Pterostylis microglossa, commonly known as Kalbarri shell orchid, is a species of orchid endemic to the south-west of Western Australia. Non-flowering plants have a rosette of leaves flat on the ground but flowering plants lack a rosette and have a flowering stem with leaves and a single green, white and brownish-red flower.

==Description==
Pterostylis microglossa is a terrestrial, perennial, deciduous, herb with an underground tuber. Non-flowering plants have a rosette of more or less round leaves and sometimes the plants form colonies so that the rosette leaves cover an area of several square metres. Flowering plants lack a rosette but have a single green, white and brownish-red flower 20-25 mm long and 8-10 mm wide on a flowering stem 50-120 mm high. There are between four and six leaves 10-25 mm long and 3-6 mm wide on the flowering stem. The dorsal sepal and petals are fused, forming a hood or "galea" over the column, the dorsal sepal with a short point. The lateral sepals are held close to the galea and have erect, tips 12-15 mm long. The labellum is short but just visible above the sinus between the lateral sepals. Flowering occurs in June and July.

==Taxonomy and naming==
Pterostylis microglossa was first formally described in 2012 by David Jones and Christopher French from a specimen collected near Kalbarri National Park and the description was published in Australian Orchid Review. The species had previously been known as Pterostylis sp. 'Kalbarri'. The specific epithet (microglossa) is derived from the Ancient Greek words mikros meaning "small" or "little" and glossa meaning "tongue" referring to the relatively short labellum.

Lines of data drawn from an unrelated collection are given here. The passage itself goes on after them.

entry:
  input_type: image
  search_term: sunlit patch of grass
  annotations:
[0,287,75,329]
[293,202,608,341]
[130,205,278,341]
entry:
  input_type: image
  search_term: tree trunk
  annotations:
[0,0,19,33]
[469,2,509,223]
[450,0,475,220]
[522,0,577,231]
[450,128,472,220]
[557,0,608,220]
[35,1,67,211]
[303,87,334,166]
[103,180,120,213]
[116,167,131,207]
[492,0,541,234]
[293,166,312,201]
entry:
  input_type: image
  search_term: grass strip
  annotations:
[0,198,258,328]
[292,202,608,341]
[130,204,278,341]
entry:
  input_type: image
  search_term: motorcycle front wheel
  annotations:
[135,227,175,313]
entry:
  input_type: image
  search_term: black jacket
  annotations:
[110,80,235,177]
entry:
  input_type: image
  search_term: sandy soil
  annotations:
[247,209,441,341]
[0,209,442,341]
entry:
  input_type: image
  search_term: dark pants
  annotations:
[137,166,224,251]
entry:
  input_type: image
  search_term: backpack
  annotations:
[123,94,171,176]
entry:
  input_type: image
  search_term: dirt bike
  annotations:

==Distribution and habitat==
Kalbarri shell orchid grows in shallow soil on granite outcrops and on consolidated sand dunes between Shark Bay and the Moore River in the Geraldton Sandplains and Swan Coastal Plain biogeographic regions.

==Conservation==
Pterostylis microglossa is listed as "not threatened" by the Government of Western Australia Department of Parks and Wildlife.